Meeting ID: 862 3823 3298
Title: Scalable Supervision for Semantic and Geometric Vision
Abstract: Pairing deep neural networks with large training datasets has led to massive advances on a wide variety of vision tasks in the past decade. To continue scaling to larger and more complex data, we must develop scalable forms of supervision that do not rely on explicit human annotation. In contrast to generic unsupervised learning, my work aims to take advantage of additional forms of supervision natural for the task at hand. For semantic vision tasks, I will argue that paired vision+language data is an effective form of supervision that can be acquired at scale from the web. To this end, I will discuss our VirTex method for learning visual features from text, as well as our large-scale RedCaps dataset of image and text data. For geometric tasks, I will argue that the 3D structure of the world can be used for auxiliary supervision, and in particular that differentiable rendering is a core tool for bridging 2D data and 3D tasks without supervision.
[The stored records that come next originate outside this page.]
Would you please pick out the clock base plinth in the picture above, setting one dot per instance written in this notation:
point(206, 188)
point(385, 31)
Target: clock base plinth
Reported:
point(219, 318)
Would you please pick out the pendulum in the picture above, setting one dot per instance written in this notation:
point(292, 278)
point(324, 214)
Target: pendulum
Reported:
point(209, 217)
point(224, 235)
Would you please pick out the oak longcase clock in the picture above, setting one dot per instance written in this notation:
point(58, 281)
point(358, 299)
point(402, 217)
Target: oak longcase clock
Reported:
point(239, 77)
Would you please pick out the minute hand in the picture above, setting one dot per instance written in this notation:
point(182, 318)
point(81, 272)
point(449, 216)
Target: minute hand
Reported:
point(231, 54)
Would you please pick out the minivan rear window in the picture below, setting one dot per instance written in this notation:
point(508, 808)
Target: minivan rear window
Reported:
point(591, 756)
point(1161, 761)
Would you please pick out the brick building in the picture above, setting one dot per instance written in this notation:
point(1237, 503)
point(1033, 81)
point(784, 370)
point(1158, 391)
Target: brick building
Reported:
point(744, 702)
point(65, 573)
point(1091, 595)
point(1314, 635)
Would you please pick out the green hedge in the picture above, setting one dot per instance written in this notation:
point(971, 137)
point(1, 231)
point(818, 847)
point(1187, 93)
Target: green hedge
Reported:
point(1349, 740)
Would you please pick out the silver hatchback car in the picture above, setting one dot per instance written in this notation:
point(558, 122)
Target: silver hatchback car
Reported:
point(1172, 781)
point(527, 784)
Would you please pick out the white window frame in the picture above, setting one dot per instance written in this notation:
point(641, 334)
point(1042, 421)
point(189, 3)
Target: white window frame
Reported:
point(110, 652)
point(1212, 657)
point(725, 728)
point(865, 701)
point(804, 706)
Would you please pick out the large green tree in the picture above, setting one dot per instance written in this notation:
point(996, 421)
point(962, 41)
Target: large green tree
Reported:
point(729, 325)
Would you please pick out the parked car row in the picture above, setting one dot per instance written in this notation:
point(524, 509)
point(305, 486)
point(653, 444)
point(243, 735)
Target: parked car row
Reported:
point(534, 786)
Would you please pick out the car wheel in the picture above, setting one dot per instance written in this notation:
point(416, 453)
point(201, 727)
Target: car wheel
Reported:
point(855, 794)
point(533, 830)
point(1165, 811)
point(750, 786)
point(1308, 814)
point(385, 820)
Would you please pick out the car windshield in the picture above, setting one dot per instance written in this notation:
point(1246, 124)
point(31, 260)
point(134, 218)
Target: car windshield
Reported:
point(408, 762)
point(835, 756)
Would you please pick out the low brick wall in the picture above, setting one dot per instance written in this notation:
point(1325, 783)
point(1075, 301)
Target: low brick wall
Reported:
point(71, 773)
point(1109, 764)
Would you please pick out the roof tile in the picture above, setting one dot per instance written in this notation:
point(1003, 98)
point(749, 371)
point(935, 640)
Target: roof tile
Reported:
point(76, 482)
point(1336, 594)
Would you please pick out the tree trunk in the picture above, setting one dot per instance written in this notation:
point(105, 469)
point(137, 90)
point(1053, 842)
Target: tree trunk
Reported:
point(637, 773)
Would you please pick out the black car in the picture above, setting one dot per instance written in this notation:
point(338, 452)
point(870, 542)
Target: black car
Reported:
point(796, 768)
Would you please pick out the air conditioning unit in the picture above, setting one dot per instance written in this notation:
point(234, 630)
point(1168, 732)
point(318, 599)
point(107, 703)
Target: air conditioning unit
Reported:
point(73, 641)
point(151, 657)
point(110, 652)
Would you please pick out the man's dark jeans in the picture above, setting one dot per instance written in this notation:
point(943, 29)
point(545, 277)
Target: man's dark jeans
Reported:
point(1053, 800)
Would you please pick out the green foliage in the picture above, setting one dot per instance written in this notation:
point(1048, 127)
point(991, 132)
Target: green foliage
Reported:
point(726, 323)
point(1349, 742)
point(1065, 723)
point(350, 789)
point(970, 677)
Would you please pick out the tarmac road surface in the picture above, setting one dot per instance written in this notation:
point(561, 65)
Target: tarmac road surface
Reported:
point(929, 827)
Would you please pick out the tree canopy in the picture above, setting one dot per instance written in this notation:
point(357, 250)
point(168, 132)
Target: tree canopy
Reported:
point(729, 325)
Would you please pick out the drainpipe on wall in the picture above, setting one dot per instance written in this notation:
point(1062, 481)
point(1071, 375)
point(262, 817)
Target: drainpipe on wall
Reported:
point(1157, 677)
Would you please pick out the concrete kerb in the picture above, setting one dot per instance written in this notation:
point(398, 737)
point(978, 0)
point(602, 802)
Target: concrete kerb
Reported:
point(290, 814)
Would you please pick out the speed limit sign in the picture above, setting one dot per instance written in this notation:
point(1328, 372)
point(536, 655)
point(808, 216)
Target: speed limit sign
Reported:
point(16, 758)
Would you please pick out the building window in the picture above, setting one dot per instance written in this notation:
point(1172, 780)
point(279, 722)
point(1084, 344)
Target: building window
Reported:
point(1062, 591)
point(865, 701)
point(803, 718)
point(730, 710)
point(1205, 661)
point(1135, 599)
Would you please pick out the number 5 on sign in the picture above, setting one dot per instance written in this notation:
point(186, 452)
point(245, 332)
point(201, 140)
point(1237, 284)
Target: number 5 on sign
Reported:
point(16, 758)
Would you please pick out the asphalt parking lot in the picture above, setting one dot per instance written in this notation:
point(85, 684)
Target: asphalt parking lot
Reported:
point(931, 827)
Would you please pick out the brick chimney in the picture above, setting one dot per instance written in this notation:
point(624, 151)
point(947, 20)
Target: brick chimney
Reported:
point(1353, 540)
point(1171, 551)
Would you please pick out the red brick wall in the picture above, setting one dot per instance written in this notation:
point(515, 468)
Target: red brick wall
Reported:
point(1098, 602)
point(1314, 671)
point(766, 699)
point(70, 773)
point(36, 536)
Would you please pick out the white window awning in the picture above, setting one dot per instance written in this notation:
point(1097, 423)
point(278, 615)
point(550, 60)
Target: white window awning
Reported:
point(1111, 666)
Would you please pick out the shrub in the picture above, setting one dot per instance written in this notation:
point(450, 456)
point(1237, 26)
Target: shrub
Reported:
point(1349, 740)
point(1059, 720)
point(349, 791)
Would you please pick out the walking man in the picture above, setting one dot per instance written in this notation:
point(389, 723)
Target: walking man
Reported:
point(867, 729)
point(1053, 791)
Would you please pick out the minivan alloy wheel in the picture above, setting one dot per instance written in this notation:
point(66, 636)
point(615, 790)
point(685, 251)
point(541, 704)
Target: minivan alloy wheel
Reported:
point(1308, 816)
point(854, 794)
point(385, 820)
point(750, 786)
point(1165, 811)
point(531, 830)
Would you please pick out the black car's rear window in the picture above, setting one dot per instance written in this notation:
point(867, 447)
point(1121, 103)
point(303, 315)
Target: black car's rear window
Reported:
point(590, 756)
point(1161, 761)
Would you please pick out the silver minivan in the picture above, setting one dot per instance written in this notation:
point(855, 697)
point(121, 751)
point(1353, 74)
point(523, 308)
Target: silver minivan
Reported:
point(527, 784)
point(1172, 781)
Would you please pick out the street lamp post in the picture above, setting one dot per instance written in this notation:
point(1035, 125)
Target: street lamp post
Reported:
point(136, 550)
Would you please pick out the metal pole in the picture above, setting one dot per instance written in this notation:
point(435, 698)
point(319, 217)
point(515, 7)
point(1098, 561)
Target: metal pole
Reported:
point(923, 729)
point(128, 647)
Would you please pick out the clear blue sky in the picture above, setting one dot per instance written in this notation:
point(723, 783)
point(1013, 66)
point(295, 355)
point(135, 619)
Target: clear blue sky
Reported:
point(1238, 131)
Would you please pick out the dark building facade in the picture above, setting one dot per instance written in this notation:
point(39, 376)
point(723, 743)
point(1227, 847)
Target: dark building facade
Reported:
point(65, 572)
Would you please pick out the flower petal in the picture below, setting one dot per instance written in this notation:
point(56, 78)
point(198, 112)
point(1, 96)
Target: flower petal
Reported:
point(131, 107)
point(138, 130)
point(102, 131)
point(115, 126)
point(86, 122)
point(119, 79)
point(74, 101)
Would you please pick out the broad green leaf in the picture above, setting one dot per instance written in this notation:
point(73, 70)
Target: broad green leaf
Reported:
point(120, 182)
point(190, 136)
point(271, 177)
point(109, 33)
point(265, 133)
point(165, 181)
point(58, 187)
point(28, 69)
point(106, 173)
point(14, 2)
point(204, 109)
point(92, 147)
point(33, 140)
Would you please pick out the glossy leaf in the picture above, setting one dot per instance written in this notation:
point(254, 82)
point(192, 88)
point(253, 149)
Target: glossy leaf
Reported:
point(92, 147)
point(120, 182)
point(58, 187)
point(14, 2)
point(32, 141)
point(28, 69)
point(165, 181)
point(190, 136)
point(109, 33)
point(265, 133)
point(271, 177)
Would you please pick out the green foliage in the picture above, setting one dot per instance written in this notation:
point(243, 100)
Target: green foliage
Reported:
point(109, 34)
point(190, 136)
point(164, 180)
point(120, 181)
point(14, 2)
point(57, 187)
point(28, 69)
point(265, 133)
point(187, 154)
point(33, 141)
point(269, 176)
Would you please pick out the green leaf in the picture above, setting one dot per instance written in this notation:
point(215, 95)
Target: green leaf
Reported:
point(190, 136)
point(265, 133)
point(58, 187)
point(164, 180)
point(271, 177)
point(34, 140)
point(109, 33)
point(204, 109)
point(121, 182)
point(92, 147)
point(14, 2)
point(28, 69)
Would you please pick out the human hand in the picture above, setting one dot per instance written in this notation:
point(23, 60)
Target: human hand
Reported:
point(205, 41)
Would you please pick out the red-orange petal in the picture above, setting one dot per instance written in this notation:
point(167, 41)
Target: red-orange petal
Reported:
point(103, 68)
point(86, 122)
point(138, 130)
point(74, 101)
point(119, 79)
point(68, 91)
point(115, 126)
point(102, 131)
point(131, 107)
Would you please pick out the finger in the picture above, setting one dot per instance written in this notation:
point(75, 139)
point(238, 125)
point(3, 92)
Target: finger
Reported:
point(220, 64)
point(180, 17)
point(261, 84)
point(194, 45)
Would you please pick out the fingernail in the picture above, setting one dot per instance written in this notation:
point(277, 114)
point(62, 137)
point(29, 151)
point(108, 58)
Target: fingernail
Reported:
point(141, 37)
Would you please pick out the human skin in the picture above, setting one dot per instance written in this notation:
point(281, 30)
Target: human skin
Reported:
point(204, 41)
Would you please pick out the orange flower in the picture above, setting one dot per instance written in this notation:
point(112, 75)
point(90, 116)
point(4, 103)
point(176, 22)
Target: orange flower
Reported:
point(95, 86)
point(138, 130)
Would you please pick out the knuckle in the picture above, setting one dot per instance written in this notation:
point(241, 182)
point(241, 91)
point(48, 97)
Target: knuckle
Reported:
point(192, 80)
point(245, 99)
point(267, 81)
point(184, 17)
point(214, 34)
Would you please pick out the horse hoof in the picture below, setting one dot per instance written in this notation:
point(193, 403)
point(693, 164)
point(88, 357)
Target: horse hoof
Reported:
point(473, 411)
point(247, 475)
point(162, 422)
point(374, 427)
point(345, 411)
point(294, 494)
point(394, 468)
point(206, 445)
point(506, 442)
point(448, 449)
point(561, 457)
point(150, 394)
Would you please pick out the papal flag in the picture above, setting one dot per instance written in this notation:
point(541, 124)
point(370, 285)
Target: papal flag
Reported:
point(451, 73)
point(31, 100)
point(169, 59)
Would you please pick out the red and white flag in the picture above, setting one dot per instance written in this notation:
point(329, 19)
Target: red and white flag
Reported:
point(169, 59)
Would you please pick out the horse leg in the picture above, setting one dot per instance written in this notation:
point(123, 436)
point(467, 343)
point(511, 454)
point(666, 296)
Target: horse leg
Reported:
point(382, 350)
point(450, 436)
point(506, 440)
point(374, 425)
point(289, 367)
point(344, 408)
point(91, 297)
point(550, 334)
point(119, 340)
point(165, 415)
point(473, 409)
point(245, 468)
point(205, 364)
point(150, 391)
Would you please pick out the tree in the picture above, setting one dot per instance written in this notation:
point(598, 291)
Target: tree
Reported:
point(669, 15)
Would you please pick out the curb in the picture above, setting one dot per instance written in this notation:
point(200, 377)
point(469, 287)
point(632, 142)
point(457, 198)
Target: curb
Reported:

I will show how these ideas can be applied to a variety of 3D vision tasks including shape prediction, novel view synthesis, and point cloud registration.
Bio: Justin Johnson is an Assistant Professor of Computer Science and Engineering at the University of Michigan, Ann Arbor and a Visiting Scientist at Facebook AI Research. He completed his PhD at Stanford University, advised by Fei-Fei Li. His research interests lie primarily in computer vision and include visual reasoning, vision and language, 3D perception, and differentiable rendering.